While
we would like to think of ourselves as wholly unique entities unmarred by
corrupt society or creative literary figures or general acquaintances, we’re
not. Like Chuck Palahniuk said, nothing of us is original, we are the combined
effort of everyone we’ve ever known. Because by being human we are exposing
ourselves to the craving of companionship, to the seeking of comfort in
literature, art, people. And those begin to influence us, subtly. You may call
yourself an anti-communist and then read Karl Marx’s and insist that the
elimination of social classes requires a revolution and that capitalism is
inherently unstable. In favor of your case though, Marx just might happen to be
a convincing little genius. The point of the matter is that we are not all just
born with stone-set ideas that endure until our sad ends. We form ideas that
are being constantly contradicted or amalgamated with tweaks here and there,
our surroundings being the ones that incite those tweaks. So there’s always
going to be the question of whether fiction or other works of art, are truly
one perspective of individual creativity, or if even the most “original” of
works is half massed by a history of influences that are not just that, but
participants of the work.
David
Shields’ Reality Hunger: A Manifesto,
addresses this subject by questioning the reality of modern literature, TV,
radio, etc. He’s had enough of the fixed plots and planned scenarios,
artificial essence of it all, the unrealistic aspect to it. He says that “an artistic movement, albeit an organic and
as-yet-unstated one, is forming. What are its key components? A deliberate
unartiness: “raw” material, seemingly unprocessed, unfiltered, uncensored, and
unprofessional.” He’s calling out to the public in an attempt to bring forth
this view of art as something holy universal, not unique in its own right,
proof of the unrealistic view of creativity and also of the lack of realism
found in said works of art. His is a questioning of reality in art, of how
every great writer wants to transpose reality, clear and authentic, into their
work, but somehow fail because very few things are reality at all. “As Nabokov
never got tired of reminding us, “reality” is the one word that is meaningless
without quotation marks.”
While Hunger Manifesto addresses the lack of
reality in everyday art and the lack of movement beyond comfort zones, The
Futurist Manifesto by F.T Marinetti tackles a literary world that has to be
liberated from past works of art and use its newfound speed to create something
new. According to Marinetti, “We are already living in the absolute, since we
have already created eternal, omnipresent speed.” He uses speed to build on his
point of moving forward and not looking back. Because the past is just that,
the past. And so he comments about the urge to glorify war as a means to get to
cure the world, to eradicate all the past notions like a plague that kills off
population and breeds a newer, more sophisticated populace. In founding
Futurism he plans on delivering “Italy
from its gangrene of professors, archaeologists, tourist guides and
antiquaries.” The listed above all share one thing and that is the building and
analyzing of the old, those that focus on the past. An example he uses to
convince the reader about his point is that of an old picture in a museum, and
the question of what can you find in it except the painful contortions of the
artist trying to break uncrossable barriers that keep him from fully expressing
his dreams. “To admire an old picture is to pour our sensibility into a funeral
urn instead of casting it forward with violent spurts of creation and action.”

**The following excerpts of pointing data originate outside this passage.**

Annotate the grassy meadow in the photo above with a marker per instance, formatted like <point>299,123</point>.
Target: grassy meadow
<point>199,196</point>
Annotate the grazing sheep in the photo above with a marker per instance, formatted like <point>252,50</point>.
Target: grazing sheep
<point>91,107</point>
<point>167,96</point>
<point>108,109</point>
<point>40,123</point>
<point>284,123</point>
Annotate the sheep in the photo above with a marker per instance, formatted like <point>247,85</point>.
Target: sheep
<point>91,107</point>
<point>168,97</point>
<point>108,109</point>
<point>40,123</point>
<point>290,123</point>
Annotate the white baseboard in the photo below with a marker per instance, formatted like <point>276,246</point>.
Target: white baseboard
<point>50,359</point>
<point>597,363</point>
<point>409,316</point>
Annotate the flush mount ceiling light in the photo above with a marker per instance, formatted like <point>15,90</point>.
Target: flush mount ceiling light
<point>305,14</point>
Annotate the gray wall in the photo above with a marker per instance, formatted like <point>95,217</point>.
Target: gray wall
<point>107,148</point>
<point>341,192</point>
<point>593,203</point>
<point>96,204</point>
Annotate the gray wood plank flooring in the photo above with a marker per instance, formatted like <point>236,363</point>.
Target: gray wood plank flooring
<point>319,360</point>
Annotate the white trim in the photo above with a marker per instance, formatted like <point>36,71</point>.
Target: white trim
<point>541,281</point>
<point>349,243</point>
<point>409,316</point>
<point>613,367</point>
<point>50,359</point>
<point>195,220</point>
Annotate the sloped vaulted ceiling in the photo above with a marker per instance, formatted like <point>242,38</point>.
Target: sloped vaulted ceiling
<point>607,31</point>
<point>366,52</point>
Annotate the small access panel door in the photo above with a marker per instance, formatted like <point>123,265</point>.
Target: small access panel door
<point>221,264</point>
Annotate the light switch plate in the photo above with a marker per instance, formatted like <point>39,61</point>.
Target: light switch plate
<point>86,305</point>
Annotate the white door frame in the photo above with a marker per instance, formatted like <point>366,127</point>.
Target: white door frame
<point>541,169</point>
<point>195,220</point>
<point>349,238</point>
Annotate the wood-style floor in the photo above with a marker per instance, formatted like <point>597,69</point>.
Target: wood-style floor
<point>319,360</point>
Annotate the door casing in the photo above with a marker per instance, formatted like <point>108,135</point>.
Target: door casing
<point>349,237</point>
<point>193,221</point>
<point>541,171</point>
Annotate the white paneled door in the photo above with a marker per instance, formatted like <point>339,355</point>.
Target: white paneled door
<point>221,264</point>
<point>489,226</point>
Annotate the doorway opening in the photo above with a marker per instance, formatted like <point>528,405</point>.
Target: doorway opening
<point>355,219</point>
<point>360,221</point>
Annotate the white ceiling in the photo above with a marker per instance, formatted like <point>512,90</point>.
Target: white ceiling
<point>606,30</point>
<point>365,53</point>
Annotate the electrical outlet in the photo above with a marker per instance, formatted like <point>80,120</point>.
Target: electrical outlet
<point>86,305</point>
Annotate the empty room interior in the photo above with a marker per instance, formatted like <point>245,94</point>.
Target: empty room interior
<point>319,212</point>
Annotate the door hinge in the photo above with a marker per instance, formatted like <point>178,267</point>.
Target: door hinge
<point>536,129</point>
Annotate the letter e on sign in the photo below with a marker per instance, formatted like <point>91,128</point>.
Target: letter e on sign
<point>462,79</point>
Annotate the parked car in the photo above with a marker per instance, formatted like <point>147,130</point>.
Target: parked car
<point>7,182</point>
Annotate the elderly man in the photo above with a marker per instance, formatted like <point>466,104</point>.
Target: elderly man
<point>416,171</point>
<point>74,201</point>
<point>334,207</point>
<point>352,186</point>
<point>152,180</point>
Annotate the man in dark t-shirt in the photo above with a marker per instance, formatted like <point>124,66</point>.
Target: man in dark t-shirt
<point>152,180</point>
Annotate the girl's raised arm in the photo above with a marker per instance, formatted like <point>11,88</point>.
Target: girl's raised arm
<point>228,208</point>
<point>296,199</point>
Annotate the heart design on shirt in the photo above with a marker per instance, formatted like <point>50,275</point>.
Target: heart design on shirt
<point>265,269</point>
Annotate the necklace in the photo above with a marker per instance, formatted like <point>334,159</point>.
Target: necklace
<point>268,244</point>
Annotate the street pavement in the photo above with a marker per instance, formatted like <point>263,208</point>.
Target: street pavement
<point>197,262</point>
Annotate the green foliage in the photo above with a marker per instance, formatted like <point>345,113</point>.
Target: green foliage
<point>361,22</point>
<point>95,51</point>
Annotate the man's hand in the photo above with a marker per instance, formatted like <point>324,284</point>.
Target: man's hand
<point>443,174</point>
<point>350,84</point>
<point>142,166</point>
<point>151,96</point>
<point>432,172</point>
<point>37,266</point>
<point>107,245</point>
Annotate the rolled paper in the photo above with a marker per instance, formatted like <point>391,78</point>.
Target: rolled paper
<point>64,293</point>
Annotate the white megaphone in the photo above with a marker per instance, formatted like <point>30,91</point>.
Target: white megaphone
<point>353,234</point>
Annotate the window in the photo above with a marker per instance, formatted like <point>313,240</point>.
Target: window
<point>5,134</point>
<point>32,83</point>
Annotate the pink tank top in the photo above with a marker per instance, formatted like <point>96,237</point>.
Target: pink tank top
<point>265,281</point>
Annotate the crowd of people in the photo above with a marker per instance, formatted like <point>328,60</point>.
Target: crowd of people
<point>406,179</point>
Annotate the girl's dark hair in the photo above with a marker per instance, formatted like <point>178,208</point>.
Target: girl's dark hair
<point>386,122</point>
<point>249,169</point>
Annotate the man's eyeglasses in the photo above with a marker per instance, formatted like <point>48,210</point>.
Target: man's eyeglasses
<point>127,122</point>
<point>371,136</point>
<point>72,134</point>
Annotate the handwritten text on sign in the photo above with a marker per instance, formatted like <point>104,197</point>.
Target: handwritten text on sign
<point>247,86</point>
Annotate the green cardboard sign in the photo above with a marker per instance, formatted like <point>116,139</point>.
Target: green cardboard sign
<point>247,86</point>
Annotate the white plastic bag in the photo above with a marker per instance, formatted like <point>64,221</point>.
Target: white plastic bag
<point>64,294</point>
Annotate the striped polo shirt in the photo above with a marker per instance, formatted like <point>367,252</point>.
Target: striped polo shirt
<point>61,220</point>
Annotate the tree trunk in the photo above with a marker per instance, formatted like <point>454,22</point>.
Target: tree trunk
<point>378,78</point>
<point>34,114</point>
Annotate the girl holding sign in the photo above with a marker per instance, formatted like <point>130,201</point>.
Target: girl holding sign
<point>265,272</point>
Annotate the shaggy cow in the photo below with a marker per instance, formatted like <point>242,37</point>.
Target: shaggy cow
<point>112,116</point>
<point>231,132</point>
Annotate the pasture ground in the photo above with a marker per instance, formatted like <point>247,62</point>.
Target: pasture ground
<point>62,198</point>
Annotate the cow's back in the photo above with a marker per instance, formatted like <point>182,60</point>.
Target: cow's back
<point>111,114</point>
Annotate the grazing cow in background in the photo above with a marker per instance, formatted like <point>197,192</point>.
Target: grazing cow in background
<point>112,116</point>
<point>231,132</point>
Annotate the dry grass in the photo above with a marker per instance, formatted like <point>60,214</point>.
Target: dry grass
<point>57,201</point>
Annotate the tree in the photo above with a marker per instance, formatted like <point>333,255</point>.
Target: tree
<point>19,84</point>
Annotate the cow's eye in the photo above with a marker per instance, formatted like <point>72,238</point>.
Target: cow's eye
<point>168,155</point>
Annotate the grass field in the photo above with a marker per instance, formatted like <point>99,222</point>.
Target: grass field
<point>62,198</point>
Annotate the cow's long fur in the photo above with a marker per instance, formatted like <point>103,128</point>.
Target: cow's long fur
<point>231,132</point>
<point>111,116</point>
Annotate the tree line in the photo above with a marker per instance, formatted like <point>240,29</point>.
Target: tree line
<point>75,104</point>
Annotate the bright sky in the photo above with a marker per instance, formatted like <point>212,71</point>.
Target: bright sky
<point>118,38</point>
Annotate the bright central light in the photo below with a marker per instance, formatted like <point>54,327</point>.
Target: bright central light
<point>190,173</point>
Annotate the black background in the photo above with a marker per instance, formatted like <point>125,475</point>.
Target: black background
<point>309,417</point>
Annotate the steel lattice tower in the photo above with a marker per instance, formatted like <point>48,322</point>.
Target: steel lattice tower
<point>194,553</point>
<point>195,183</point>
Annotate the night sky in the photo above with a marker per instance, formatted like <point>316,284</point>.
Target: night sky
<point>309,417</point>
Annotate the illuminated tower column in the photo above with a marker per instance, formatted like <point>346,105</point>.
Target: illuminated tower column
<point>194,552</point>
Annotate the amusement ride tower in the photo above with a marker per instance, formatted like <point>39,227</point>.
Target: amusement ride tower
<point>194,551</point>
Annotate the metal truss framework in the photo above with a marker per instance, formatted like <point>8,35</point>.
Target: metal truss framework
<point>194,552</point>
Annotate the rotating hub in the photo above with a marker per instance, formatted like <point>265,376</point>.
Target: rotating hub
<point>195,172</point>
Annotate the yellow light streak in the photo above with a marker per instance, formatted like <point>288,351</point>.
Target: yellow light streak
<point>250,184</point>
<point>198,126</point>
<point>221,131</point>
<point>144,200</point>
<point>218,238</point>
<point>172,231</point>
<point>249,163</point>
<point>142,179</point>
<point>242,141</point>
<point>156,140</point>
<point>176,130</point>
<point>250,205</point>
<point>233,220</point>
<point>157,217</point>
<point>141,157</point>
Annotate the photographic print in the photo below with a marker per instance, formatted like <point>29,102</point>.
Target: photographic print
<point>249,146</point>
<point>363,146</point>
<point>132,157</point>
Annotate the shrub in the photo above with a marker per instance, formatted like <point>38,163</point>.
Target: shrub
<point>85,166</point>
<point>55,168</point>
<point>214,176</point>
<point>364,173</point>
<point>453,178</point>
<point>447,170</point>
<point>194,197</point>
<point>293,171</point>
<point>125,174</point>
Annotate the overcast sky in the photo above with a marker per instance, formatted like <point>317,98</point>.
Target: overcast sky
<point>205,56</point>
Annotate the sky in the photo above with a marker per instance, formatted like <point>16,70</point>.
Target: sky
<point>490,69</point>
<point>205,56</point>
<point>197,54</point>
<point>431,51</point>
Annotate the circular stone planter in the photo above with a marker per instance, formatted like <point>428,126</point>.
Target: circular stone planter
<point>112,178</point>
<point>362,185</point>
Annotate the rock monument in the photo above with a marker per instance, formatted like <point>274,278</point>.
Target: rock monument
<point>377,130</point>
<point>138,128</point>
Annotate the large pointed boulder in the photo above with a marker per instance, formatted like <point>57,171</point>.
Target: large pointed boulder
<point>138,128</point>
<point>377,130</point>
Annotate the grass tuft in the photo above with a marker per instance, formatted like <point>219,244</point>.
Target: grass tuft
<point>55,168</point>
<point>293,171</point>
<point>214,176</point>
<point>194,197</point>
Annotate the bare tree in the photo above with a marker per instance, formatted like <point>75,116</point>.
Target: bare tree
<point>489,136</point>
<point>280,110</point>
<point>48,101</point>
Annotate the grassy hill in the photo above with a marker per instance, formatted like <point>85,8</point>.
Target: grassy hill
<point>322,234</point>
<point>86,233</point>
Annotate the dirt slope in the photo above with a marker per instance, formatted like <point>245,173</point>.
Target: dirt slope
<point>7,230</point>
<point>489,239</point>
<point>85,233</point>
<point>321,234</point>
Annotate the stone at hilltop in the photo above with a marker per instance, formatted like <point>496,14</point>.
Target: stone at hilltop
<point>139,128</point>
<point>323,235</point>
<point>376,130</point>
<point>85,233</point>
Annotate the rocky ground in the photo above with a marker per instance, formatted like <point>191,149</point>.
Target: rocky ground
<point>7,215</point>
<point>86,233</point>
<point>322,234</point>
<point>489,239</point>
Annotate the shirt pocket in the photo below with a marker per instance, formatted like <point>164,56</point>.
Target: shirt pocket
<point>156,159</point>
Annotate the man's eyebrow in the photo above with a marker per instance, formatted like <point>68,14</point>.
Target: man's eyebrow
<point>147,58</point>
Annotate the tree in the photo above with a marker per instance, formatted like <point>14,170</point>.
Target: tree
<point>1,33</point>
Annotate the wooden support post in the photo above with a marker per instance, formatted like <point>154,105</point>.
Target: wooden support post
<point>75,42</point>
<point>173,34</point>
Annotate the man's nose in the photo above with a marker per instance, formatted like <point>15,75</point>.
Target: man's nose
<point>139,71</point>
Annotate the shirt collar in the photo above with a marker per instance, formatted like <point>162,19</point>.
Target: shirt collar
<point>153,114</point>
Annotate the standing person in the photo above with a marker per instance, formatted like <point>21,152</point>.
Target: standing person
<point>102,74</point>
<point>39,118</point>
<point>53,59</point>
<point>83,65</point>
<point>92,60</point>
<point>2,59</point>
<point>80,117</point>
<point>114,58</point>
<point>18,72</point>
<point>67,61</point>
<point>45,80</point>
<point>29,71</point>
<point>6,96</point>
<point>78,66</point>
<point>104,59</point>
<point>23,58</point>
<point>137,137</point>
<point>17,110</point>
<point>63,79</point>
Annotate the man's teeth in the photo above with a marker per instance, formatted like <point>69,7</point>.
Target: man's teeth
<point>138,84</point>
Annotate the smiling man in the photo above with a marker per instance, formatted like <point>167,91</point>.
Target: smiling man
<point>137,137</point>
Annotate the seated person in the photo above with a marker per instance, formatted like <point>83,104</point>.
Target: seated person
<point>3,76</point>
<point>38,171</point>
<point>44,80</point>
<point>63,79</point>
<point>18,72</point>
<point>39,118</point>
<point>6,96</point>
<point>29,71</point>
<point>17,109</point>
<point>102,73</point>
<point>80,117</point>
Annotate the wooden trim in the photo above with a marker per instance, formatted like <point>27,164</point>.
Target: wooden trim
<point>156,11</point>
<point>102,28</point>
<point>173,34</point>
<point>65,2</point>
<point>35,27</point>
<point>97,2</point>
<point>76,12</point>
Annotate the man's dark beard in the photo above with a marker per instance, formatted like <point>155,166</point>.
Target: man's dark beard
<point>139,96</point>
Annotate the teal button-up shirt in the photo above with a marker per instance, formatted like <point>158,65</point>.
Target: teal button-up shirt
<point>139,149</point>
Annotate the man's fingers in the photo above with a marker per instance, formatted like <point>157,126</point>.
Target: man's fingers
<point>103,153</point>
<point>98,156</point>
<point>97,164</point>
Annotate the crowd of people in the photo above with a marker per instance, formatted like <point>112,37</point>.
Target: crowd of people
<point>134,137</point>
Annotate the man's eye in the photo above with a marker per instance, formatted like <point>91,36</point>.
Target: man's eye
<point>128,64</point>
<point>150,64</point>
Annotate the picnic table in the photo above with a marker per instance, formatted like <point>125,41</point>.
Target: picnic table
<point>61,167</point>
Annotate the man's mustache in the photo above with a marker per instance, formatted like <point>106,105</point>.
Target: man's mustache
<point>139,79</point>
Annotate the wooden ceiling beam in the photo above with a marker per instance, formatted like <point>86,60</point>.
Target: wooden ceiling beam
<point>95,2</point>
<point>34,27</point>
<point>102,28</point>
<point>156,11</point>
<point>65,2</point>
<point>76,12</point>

He asks of the reader if he’d rather waste time admiring art of the past instead
of using the passion to move forward in creation of his own. His is a call to
the people to not let the past drag them, keep them halted, when they can
rejoice in speed and move forward with brand new ideas.
Both
of these are calling out, preaching a political view on art, manifestos in
their own way. While Shields focuses on reality in fiction and the origin of
creativity and ideas, Marinetti focuses on the hindering past and that old
works are to be eradicated so as not to be fixed on them and have the courage
to move on into higher realms of art. In a sense, both are looking at art in the
past, and while one is analyzing its effects, the other knows the effects and proposes
a course of action to get rid of it.